In some groups of organisms, an argument for choosing a particular clustering threshold can be made by identifying a ‘barcoding gap’ (or barcoding window); that is, a gap between non overlapping distributions of taxa. This approach has, for example, been used in several fungal groups (Frøslev et al., 2007; Jargeat et al., 2010; Harder et al., 2013). Unfortunately, our analysis of the 193 sequences assigned with a name shows that no such barcoding gap exists in Cercozoa (see also results and discussion), as the distribution of the interspecific diversity extends continuously all the way down to 0%. Hence, to eliminate as much artefactual diversity as possible without over-compromising phylogenetic resolution, we chose a conservative 5% level for OTU separation. We first blastn-searched the remaining 1143 OTUs locally against a custom cercozoan database (David Bass, in preperation). This enabled us to group them roughly into higher level groups approximating to Order/Class. We then used GenBank to blastn-search for representatives for these higher level groups. The top blastn hits, including as many named or otherwise characterized database sequences as possible, were retrieved and aligned with the OTUs generated in this study using the E-ins-i algorithm in MAFFT (Katoh and Standley, 2013) and phylogenetically analysed using RaxML BlackBox (Stamatakis et al., 2008). We constructed an ML tree in RAxML BlackBox (using the GTRGAMMA) of the HTS sequences within a set of longer 18S reference sequences using the approach described in Dunthorn et al. (2014). An approach using only V4 for the whole analysis gave a similar result but with less backbone resolution because this approach removes informative data from the analysis.
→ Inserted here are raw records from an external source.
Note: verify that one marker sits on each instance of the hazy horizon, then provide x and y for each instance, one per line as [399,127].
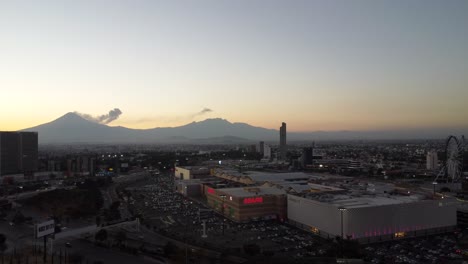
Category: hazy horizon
[316,65]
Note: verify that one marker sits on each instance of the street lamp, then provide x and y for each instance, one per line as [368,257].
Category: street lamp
[223,196]
[342,210]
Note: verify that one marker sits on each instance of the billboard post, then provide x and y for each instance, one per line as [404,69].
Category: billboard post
[43,230]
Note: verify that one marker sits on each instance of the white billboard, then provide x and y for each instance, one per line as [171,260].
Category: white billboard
[45,228]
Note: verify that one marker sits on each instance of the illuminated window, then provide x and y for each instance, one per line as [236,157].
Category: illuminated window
[400,234]
[314,230]
[253,200]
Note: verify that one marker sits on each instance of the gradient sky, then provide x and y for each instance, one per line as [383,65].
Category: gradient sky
[317,65]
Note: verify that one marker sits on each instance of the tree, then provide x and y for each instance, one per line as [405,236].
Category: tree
[121,237]
[101,235]
[169,249]
[252,249]
[3,245]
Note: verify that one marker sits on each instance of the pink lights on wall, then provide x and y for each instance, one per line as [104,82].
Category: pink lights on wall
[253,200]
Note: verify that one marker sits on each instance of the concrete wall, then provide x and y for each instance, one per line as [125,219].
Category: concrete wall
[373,223]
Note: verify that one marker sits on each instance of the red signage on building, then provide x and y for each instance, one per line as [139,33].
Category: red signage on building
[252,200]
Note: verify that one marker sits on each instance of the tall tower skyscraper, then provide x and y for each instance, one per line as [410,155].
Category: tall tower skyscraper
[18,152]
[282,148]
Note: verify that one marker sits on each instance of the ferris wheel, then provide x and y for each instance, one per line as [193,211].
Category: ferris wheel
[453,165]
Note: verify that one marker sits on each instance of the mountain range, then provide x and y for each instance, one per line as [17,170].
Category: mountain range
[72,128]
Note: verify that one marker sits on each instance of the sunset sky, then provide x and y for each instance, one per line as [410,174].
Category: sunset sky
[316,65]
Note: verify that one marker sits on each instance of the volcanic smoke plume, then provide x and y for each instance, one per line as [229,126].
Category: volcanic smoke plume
[102,119]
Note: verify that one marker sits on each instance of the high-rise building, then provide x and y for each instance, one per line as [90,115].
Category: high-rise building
[260,147]
[266,152]
[282,148]
[18,152]
[432,161]
[307,156]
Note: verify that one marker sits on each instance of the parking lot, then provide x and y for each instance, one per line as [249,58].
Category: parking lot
[169,213]
[173,215]
[433,249]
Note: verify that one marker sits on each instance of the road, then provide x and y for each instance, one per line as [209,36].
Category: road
[92,253]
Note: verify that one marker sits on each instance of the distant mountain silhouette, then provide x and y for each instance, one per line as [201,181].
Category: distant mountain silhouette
[72,128]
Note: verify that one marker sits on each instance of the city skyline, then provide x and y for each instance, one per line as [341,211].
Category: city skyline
[324,65]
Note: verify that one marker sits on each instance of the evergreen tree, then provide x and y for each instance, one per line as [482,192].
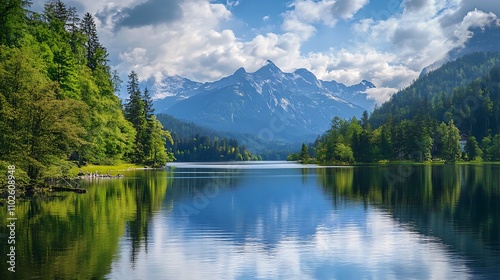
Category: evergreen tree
[96,54]
[450,138]
[472,148]
[134,112]
[13,21]
[304,154]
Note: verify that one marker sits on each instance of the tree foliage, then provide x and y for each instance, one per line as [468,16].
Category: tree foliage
[57,101]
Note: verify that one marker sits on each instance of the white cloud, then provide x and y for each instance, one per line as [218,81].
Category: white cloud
[199,44]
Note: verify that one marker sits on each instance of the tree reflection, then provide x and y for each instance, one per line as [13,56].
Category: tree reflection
[459,204]
[69,235]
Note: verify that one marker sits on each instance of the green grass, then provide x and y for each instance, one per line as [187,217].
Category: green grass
[105,169]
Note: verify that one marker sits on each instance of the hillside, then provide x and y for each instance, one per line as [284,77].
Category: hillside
[270,104]
[428,94]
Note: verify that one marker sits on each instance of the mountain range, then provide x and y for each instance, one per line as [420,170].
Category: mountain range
[268,102]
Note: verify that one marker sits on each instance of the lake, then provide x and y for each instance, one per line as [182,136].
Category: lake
[266,220]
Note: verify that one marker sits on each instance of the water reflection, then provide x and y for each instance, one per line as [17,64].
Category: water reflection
[457,204]
[68,235]
[271,224]
[266,222]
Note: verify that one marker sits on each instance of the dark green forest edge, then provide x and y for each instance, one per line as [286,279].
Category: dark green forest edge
[58,102]
[451,114]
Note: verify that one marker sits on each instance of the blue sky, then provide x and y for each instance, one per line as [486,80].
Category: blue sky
[385,42]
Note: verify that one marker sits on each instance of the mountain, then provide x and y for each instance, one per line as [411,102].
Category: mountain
[269,103]
[267,150]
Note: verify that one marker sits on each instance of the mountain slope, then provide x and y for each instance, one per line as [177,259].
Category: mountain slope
[435,88]
[269,103]
[486,39]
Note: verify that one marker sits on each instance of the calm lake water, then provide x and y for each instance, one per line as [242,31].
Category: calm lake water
[268,220]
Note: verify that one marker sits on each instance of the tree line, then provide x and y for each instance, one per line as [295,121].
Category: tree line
[195,143]
[422,123]
[58,105]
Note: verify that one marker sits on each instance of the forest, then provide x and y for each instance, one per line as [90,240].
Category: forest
[194,143]
[58,106]
[431,120]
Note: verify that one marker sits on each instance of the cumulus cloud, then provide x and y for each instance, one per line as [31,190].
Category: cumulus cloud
[151,12]
[194,38]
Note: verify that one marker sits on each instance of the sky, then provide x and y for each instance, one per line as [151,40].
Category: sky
[386,42]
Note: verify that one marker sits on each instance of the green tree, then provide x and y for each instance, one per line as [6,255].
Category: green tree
[13,21]
[304,154]
[450,138]
[344,153]
[40,129]
[96,54]
[134,112]
[472,149]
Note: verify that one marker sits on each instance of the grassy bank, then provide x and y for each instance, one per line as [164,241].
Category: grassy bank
[112,170]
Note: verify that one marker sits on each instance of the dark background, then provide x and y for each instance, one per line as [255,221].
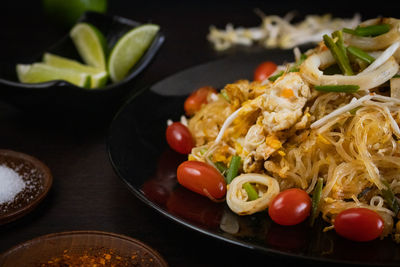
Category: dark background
[87,194]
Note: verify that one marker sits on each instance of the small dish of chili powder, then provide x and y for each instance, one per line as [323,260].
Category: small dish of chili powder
[25,183]
[83,249]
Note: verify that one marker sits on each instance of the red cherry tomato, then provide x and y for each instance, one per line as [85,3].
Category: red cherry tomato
[179,138]
[359,224]
[199,97]
[202,178]
[290,207]
[264,70]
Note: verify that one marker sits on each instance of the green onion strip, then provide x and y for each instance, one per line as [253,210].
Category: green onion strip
[316,199]
[340,56]
[233,169]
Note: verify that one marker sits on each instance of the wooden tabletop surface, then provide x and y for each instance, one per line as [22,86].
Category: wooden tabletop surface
[86,193]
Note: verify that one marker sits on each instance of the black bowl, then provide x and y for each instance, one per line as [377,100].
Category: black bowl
[63,97]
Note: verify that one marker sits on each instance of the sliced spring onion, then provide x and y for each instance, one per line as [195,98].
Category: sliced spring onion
[251,192]
[340,57]
[357,52]
[339,42]
[372,30]
[276,76]
[390,199]
[316,200]
[233,169]
[346,88]
[295,67]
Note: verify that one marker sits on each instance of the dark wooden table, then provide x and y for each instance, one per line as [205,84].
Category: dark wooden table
[87,194]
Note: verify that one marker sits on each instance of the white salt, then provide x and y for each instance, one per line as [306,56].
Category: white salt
[11,183]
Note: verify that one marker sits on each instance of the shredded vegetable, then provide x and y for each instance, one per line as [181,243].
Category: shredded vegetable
[276,31]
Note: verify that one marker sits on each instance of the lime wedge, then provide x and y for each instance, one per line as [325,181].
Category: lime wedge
[90,43]
[98,77]
[40,72]
[129,49]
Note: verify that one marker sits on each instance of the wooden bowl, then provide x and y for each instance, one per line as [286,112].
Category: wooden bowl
[62,249]
[40,180]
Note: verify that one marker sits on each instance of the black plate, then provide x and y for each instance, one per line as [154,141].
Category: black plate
[141,157]
[64,97]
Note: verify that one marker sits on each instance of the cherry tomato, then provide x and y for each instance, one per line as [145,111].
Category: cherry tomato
[179,138]
[202,178]
[290,207]
[359,224]
[264,70]
[199,97]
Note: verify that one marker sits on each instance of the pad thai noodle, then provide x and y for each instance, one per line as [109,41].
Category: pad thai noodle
[326,123]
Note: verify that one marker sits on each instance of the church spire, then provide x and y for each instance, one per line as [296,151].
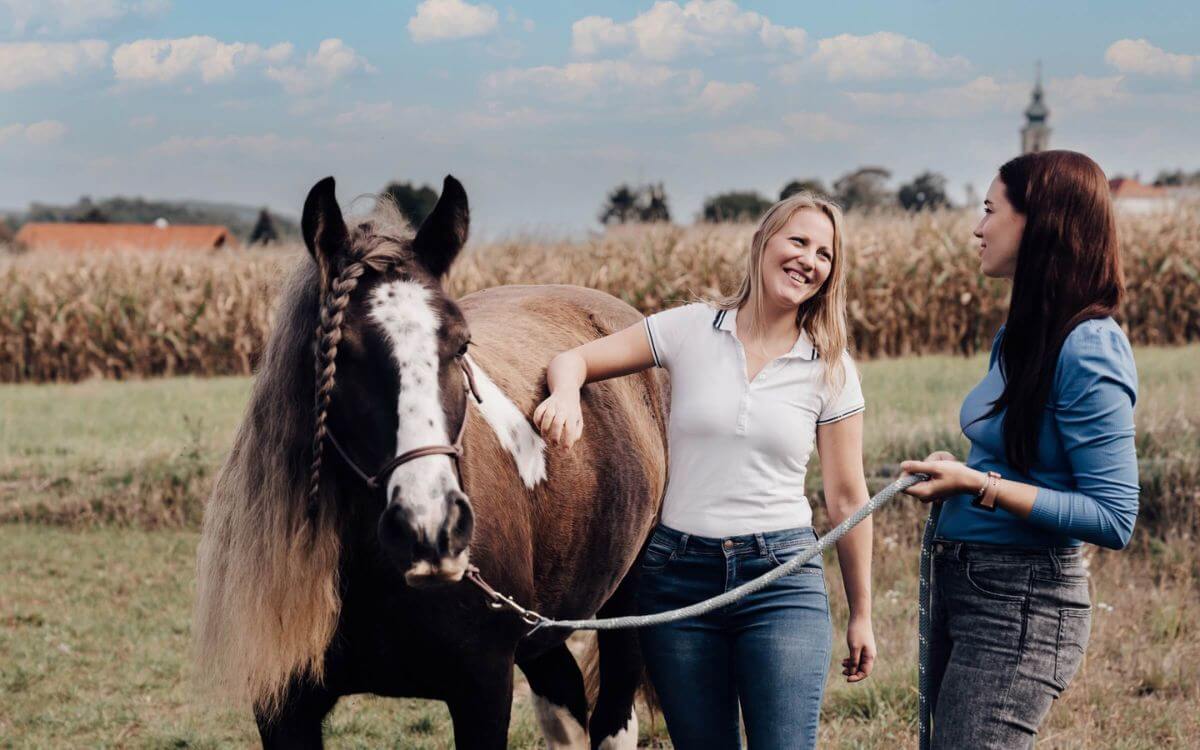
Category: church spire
[1036,135]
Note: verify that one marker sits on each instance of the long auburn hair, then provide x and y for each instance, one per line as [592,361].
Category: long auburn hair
[822,316]
[1068,270]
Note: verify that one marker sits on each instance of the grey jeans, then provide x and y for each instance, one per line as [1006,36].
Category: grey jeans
[1008,631]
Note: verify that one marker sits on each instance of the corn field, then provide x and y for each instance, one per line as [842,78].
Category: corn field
[915,288]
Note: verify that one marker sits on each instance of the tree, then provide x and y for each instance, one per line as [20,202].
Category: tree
[414,203]
[640,203]
[864,189]
[811,185]
[927,191]
[736,207]
[264,229]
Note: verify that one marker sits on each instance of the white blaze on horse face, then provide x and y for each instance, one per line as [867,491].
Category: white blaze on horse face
[513,429]
[402,310]
[559,726]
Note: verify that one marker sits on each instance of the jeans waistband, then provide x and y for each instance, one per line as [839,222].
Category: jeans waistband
[1003,553]
[742,544]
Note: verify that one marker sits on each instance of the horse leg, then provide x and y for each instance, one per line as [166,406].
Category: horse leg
[558,697]
[298,721]
[615,719]
[481,709]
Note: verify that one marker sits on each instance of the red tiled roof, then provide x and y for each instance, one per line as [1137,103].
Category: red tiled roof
[63,235]
[1126,187]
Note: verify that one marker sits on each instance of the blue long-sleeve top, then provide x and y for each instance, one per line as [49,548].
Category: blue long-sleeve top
[1086,467]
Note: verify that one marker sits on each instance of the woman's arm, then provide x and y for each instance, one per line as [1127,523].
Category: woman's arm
[1096,387]
[840,447]
[559,417]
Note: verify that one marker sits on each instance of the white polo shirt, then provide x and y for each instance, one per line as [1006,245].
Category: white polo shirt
[738,450]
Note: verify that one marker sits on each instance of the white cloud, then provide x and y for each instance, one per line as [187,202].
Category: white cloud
[71,16]
[592,34]
[37,133]
[25,64]
[670,30]
[1141,57]
[333,61]
[879,57]
[451,19]
[269,144]
[820,127]
[717,96]
[166,60]
[579,81]
[741,139]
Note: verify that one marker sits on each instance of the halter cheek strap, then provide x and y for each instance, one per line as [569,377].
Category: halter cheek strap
[454,450]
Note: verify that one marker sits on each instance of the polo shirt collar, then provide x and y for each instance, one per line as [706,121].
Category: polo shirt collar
[803,348]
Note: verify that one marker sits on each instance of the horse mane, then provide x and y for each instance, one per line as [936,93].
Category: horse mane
[268,593]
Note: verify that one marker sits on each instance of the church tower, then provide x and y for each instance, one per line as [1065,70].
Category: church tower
[1036,135]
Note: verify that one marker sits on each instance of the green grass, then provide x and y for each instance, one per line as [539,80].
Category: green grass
[101,484]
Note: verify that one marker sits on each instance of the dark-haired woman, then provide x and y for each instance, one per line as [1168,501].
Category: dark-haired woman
[1051,462]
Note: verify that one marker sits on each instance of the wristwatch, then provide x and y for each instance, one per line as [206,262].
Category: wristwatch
[985,497]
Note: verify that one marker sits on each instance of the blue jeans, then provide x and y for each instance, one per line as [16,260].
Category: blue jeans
[768,652]
[1008,631]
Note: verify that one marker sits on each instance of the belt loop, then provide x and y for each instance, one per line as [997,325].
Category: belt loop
[762,544]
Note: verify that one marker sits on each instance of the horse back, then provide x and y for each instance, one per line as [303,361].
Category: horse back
[567,541]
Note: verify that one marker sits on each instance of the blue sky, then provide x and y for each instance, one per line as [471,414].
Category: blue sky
[541,107]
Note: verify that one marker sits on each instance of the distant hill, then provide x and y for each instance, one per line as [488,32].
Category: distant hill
[239,219]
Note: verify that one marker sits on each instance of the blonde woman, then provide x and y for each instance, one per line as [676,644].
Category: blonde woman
[757,381]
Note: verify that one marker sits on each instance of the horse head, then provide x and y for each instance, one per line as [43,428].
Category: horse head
[390,375]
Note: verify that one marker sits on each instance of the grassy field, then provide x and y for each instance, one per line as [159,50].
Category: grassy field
[101,486]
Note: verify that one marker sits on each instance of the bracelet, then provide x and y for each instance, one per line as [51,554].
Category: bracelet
[987,496]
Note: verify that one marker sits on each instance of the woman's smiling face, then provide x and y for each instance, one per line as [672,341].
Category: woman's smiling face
[797,259]
[1000,233]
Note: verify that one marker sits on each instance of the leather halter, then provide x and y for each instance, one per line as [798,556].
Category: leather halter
[454,450]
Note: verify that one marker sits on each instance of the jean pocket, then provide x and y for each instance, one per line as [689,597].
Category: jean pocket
[780,556]
[1074,630]
[999,581]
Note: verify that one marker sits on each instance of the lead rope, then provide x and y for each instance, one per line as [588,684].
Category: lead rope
[924,618]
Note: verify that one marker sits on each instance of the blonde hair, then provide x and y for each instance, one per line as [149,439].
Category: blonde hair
[822,316]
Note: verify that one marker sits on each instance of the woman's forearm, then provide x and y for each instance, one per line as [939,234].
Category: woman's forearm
[855,557]
[567,372]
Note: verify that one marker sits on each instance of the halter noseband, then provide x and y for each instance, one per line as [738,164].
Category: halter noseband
[454,450]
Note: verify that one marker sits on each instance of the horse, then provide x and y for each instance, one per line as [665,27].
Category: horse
[317,580]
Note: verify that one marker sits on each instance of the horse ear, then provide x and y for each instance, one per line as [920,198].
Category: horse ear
[323,227]
[444,231]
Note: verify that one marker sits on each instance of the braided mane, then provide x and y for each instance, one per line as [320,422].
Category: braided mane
[268,594]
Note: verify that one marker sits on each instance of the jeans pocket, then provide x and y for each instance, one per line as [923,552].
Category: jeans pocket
[1074,630]
[779,556]
[999,581]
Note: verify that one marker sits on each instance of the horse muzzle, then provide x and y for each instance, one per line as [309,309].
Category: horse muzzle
[430,549]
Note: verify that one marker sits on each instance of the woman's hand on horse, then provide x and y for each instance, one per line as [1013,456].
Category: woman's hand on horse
[861,641]
[559,419]
[947,477]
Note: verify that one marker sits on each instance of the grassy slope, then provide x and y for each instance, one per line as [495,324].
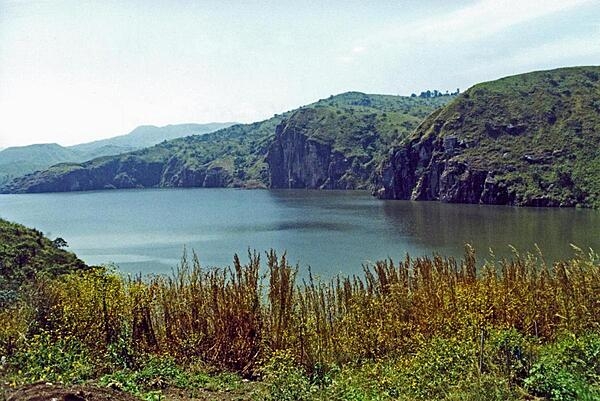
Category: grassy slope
[25,253]
[18,161]
[539,131]
[353,121]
We used the resulting trees to assign OTUs as far as possible to named genera, higher level groups or environmental clades. We used a similar taxonomic framework as the one used in several recent studies of cercomonads, glissomonads, Granofilosea and other rhizopodial forms, as well as Cercozoa in general (Bass et al., 2009a, b; Howe et al., 2009, 2011). We included the % sequence identity in the OTU name to indicate the degree of similarity of the OTU to the best-matched database sequence. We made no attempt to assign any OTUs to species level. This may be possible for 100% complete 18S ribosomal DNA reads, however, in the vast majority of cases it would be misleading to imply such a high resolution. We considered OTUs assigned to the orders Euglyphida, Cryomonadida, and Thecofilosea, and the genera Trinema, Rhogostoma, Corythion, Cyphoderia, Ovulinata, Euglypha, Trachelocorythion, Assulina, Pseudodifflugia, Tracheleuglypha and Ebria as testate.